Question

Find the value of $\cos 120{}^{\circ }$.

Answer 1

Hint: In a right-angled triangle with the length of the side opposite to angle θ as perpendicular (P), base (B) and hypotenuse (H):
 $\sin \theta ={\displaystyle \frac{P}{H}},\cos \theta ={\displaystyle \frac{B}{H}},\tan \theta ={\displaystyle \frac{P}{B}}$
 $P^2+B^2=H^2$ (Pythagoras' Theorem)
If a point P is at a distance $r$ from the origin, then the coordinates of the point are $(r\cos \theta ,r\sin \theta )$, where $\theta$ is angle made by line OP with the positive direction of the x-axis.
Find the coordinates of a point which is 1 unit far from the origin and makes an angle of $120{}^{\circ }$ with the x-axis.
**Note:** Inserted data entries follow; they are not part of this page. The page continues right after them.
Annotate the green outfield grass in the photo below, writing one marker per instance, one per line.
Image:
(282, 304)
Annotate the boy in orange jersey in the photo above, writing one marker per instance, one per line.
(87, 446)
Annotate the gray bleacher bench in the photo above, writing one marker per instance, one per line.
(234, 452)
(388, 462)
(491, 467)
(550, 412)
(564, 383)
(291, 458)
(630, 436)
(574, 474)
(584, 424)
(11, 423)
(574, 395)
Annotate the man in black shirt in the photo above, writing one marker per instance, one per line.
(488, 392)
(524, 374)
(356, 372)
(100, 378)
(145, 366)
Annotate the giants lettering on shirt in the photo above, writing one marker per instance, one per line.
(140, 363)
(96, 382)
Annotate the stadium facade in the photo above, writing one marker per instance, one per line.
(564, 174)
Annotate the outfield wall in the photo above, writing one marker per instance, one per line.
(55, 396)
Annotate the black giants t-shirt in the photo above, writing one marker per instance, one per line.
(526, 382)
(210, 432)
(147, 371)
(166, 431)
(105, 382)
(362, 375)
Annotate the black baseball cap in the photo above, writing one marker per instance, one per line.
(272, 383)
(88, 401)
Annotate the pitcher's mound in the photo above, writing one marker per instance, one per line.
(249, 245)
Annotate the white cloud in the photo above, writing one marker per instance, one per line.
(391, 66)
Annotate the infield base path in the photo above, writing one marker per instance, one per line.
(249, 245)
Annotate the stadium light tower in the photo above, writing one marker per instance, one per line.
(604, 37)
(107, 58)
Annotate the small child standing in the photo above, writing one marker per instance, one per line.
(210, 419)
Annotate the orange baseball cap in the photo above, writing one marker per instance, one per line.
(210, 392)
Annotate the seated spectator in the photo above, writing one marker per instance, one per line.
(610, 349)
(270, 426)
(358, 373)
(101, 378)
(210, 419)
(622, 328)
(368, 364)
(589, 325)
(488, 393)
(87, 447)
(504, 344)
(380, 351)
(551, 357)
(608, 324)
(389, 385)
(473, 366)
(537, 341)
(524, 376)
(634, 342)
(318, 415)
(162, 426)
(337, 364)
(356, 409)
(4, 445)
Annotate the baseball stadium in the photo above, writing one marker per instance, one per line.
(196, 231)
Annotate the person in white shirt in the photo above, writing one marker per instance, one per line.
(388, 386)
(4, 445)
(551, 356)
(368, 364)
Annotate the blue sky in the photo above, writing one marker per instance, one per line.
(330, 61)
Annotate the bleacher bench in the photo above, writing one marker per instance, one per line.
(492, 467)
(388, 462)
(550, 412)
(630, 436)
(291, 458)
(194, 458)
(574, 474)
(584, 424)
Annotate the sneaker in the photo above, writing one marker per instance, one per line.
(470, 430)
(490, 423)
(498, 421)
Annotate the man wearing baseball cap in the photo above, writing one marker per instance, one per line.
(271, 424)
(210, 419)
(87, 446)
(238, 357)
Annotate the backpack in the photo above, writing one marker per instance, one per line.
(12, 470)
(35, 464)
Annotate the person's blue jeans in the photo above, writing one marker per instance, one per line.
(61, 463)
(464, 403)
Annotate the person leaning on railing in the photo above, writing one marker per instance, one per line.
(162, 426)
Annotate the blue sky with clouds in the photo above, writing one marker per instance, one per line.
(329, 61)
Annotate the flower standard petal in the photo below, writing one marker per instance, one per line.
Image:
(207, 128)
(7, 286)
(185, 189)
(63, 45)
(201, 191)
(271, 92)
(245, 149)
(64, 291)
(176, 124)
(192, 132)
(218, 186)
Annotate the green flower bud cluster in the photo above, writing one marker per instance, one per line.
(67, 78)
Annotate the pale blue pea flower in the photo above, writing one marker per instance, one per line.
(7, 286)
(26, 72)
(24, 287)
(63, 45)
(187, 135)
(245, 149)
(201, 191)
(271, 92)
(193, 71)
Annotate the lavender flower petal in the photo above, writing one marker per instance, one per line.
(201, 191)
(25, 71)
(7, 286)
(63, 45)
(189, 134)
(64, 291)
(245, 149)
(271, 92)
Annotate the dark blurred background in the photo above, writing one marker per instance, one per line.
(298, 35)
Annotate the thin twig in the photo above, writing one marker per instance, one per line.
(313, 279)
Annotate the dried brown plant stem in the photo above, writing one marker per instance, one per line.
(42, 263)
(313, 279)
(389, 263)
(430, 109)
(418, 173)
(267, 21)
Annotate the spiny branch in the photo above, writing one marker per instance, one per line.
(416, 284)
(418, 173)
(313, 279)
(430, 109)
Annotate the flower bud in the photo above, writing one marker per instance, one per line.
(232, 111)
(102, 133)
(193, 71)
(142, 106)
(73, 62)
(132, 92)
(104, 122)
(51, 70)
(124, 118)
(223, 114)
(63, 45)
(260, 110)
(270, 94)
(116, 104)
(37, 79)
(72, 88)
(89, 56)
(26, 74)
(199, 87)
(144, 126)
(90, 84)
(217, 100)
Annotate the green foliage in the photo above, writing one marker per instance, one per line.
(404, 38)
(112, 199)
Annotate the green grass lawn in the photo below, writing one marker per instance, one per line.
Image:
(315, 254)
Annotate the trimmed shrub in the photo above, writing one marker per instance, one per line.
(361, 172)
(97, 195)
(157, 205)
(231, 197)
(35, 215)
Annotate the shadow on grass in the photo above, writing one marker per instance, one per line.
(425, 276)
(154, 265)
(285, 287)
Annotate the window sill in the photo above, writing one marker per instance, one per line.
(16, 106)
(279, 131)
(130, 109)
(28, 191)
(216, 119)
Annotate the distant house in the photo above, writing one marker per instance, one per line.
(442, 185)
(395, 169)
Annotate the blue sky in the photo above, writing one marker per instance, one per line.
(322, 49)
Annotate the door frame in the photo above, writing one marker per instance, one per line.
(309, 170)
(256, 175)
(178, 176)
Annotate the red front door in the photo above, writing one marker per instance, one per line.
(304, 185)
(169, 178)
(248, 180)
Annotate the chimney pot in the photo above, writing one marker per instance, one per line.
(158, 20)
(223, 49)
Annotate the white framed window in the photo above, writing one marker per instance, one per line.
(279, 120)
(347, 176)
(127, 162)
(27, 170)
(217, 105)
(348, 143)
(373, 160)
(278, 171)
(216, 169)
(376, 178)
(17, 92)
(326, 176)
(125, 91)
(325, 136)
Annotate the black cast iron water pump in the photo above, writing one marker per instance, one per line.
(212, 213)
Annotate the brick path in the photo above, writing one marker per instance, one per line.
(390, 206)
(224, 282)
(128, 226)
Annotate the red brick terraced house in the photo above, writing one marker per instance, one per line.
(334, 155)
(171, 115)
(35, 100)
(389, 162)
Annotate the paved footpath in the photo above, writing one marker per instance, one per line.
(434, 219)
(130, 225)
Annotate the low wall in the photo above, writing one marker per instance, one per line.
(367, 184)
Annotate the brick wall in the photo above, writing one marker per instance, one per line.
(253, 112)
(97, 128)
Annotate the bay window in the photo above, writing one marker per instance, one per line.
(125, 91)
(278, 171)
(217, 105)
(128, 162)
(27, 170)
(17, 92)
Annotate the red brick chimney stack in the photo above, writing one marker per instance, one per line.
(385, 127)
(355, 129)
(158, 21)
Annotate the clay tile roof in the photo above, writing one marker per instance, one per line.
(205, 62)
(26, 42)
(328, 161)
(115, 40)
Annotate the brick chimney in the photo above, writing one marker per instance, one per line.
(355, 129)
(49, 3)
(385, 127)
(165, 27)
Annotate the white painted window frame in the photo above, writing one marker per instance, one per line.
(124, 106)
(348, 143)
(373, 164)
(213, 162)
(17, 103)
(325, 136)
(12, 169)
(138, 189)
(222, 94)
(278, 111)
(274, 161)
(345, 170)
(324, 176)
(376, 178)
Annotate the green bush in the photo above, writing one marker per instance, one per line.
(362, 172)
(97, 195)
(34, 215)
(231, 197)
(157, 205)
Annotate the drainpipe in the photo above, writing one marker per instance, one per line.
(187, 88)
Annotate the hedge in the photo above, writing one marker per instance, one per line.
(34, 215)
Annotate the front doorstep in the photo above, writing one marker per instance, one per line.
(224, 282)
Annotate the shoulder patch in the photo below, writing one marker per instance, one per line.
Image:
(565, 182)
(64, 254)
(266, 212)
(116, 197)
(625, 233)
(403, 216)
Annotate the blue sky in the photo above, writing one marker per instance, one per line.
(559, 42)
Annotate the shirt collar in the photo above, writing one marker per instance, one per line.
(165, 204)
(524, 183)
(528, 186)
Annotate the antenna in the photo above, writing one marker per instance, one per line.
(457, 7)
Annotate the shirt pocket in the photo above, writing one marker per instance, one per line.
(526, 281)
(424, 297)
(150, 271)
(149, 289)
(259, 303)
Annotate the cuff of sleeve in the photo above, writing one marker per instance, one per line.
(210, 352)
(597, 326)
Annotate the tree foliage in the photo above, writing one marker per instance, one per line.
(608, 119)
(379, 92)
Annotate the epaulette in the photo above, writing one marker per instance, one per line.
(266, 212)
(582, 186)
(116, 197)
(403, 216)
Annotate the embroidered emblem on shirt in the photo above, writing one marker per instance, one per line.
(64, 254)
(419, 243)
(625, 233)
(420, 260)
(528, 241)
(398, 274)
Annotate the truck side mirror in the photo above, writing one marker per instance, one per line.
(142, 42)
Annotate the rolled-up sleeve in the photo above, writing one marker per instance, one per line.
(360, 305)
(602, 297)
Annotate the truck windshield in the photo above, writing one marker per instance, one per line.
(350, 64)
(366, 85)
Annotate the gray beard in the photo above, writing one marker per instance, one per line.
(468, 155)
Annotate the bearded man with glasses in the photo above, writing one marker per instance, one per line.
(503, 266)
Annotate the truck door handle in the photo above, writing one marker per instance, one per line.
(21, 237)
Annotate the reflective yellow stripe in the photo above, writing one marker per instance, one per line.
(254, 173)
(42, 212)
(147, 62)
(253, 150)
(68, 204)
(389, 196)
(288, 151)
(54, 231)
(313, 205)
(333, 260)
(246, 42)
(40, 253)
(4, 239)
The x-co-ordinate of the point is the value of $\cos 120{}^{\circ }$.

Complete step by step answer:
Let us mark a point P on the graph paper, at distance of 1 unit from the origin, such that OP makes an angle of $120{}^{\circ }$ with the positive direction of the x-axis.
From the definition of trigonometric ratios, we know that the x-co-ordinate of the point P is the value of $\cos 120{}^{\circ }$ and the y-coordinate is the value of $\sin 120{}^{\circ }$.

The $\mathrm{\Delta }PSO$ in the above diagram is an equilateral triangle.
∴ $OP=OS=1$ ... (1)
Also, $\mathrm{\Delta }PTO\cong \mathrm{\Delta }PTS$ ... (Using ASA congruence)
∴ $ST=OT={\displaystyle \frac{1}{2}}OS$
⇒ $OT={\displaystyle \frac{1}{2}}\times 1={\displaystyle \frac{1}{2}}$ ... [Using equation (1)]
It means that the coordinates of the point T are $(-{\displaystyle \frac{1}{2}},0)$.
Since the point P is on the perpendicular line at point T, its x-co-ordinate must also be the same as that of T, i.e. $-{\displaystyle \frac{1}{2}}$.
It follows that $\cos 120{}^{\circ }=-{\displaystyle \frac{1}{2}}$.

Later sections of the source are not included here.